Trumped-up Memo backfires on Donald Trump

The meaning of ‘trumped-up’ according to the Cambridge Dictionary is: “deliberately based on false information so that someone will be accused of doing something wrong and punished:
Example: She was imprisoned on trumped-up corruption charges.

The fact that the phrase ‘trumped-up’ contains the name Trump is most evident by the unbelievably high number of tweets and statements by Donald Trump which are ‘trumped-up’. Now there is the ‘Memo’ being touted by Trump.

The controversial GOP memo alleges that the warrant the FBI obtained in October 2016 to track Page relied on unvetted information provided by a former British spy working for the Democrats.

While Republicans presented the memo as evidence that the investigation was tainted, the document indicates that law enforcement officials had sufficient worries about the energy consultant that they felt it was necessary to continue to monitor him.

Page had been on the radar of the FBI at least as far back as 2013, when a bureau wiretap caught suspected Russian spies discussing their attempts to recruit him. Even after being interviewed by the investigators in that case, Page continued to have extensive contacts with Russians, including trips to Moscow in July and December 2016.

It is not clear what the FBI learned about Page’s late-2016 travel abroad, which occurred just weeks after Trump’s election. But five senior Justice Department and FBI officials signed off on three requests for extensions of the foreign intelligence surveillance warrant for Page; all the requests were approved by a federal judge, according to the Republican memo. (Full article)

For months, Carter Page, the former Trump campaign adviser who was under government surveillance as part of the Russia investigation, has been shunned by Republicans and dismissed by the White House, which portrayed his campaign stint as inconsequential.

But now Mr. Page is the linchpin in a conservative effort to discredit the F.B.I. and the special counsel inquiry. He is at the center of a divisive memo written by Republican committee staff members that was released on Friday and accuses law enforcement officials of abuses in obtaining a warrant to surveil Mr. Page in 2016.

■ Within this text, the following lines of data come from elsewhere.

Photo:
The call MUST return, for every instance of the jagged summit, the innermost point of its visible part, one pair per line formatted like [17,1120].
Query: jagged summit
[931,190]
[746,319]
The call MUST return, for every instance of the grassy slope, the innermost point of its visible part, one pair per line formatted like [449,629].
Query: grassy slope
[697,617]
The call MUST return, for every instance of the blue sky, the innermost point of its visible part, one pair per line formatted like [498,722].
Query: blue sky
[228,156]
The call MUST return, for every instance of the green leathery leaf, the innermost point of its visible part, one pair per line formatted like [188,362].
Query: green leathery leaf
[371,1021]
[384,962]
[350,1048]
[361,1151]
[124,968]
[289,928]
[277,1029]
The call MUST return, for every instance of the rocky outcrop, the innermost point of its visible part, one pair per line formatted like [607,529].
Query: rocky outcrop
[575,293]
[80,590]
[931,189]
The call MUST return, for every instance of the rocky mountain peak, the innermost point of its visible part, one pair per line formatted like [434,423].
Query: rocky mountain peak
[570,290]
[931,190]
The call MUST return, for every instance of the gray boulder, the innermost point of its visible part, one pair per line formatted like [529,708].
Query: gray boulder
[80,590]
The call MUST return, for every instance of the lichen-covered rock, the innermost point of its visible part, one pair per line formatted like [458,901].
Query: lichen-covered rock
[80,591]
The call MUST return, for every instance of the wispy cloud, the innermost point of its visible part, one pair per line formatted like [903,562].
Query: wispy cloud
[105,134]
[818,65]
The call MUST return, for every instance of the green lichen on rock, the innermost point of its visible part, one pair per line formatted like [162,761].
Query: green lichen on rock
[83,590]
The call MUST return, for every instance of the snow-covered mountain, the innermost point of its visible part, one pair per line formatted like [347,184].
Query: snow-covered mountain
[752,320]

The memo falls short of the case that some Republicans promised — that the document would show bias against Mr. Trump by investigators in opening the Russia inquiry and possibly undercut the investigation by the special counsel, Robert S. Mueller III.

But for the past year, Mr. Page himself has been pitching that narrative to journalists, politicians, investigators and almost anyone who will listen. Though Mr. Trump’s allies have repeatedly sought to dismiss him as a bit character in the 2016 campaign, Mr. Page’s role could now be political fodder in the president’s efforts to discredit Mr. Mueller’s inquiry.

In 2013, Mr. Page struck up a professional friendship with the operative, Victor Podobny, who was working undercover in New York City. Mr. Page — who at the time did not have any role in American government — gave documents to Mr. Podobny about the energy sector.

Mr. Podobny was picked up by the authorities on a wiretap calling Mr. Page an “idiot” to his Russian intelligence colleagues. He was charged by the Justice Department and spirited back to Moscow before he could be arrested. Mr. Page was questioned by law enforcement officials about his contacts but never charged in the case.

Mr. Page has openly acknowledged he is the unnamed male referred to in federal court documents about Mr. Podobny.

A dossier compiled by Christopher Steele, a former British intelligence operative hired to investigate Mr. Trump’s links to Russia, claimed that Mr. Page maintained deep ties to the Kremlin, including with officials sanctioned by the United States.

Mr. Nunes’s memo claims that the dossier, whose research was funded in part by Democrats, was improperly used to justify surveilling Mr. Page after he had cut ties with Mr. Trump. But the memo left out that the research was initially funded by The Washington Free Beacon, a conservative website.

For months, Mr. Page showed up regularly, uninvited and unannounced, at the secure offices of the Senate Intelligence Committee on Capitol Hill, where he dropped off documents he had compiled himself. One was his own dossier in which he claimed he was the victim of a hate crime by the Hillary Clinton campaign because he was a Catholic and a man. ( Full Article )

All in all the memo confirms the legitimacy of government surveillance of Carter Page and his ties to Russia. In an attempt to discredit the FBI and others Donald Trump has exposes himself once again as a person who will go to any length to avoid public scrutiny of his ties to Russia and/or his involvement with Russian activities.